Rätsel um Ski-Piste der Frauen

Im Allgemeinen zeigt sich Stöckli mit der Organisation in Italien aber zufrieden. Die Athleten meldeten gute Bedingungen. «Sie brauchen vor allem drei Dinge: gute Unterkünfte, gutes Essen, gute Infrastruktur.»

Gute Infrastruktur? Viele Athleten schimpften über die Tofana-Piste. Neue Wellen, unnötige Sprünge, schlecht präpariert. Camille Rast sagte nach der Team-Kombi: «Der Slalom ist flach und kurz. Der Schnee sehr weich.» Cheftrainer Beat Tschuor sprach von Bedingungen «wie bei einem Schülerrennen».

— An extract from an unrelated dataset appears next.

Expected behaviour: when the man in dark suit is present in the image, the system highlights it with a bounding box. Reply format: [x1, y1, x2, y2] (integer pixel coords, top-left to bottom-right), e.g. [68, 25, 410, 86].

Dabei liegt wenige Meter daneben die steile Drusciè-Piste, bewährt bei der WM. Warum nutzt man sie nicht? Der Verdacht liegt nahe, dass das IOC mit Auflagen hineinregiert. Der neue Eiskanal, für 120 Millionen in Rekordzeit gebaut, erhält dagegen Lob von den Sportlern.

Bargeld nicht erwünscht

Doch die Zuschauer stehen im Schlamm. In den Unterführungen tropft Wasser von der Decke. Eine Lichterkette hängt provisorisch. Immerhin gibt es Bier. Nur Corona. 3,1 Deziliter kosten sieben Euro – nur Kartenzahlung. Das sorgt für rote Köpfe und leere Visa-Karten. Im Fernsehen sieht man das alles nicht. Also scheint es egal.

PS: Nicht egal sind die Helfer. Sie opfern ihre Ferien, stehen stundenlang im Schneeregen, frieren, helfen und lächeln. Grazie mille!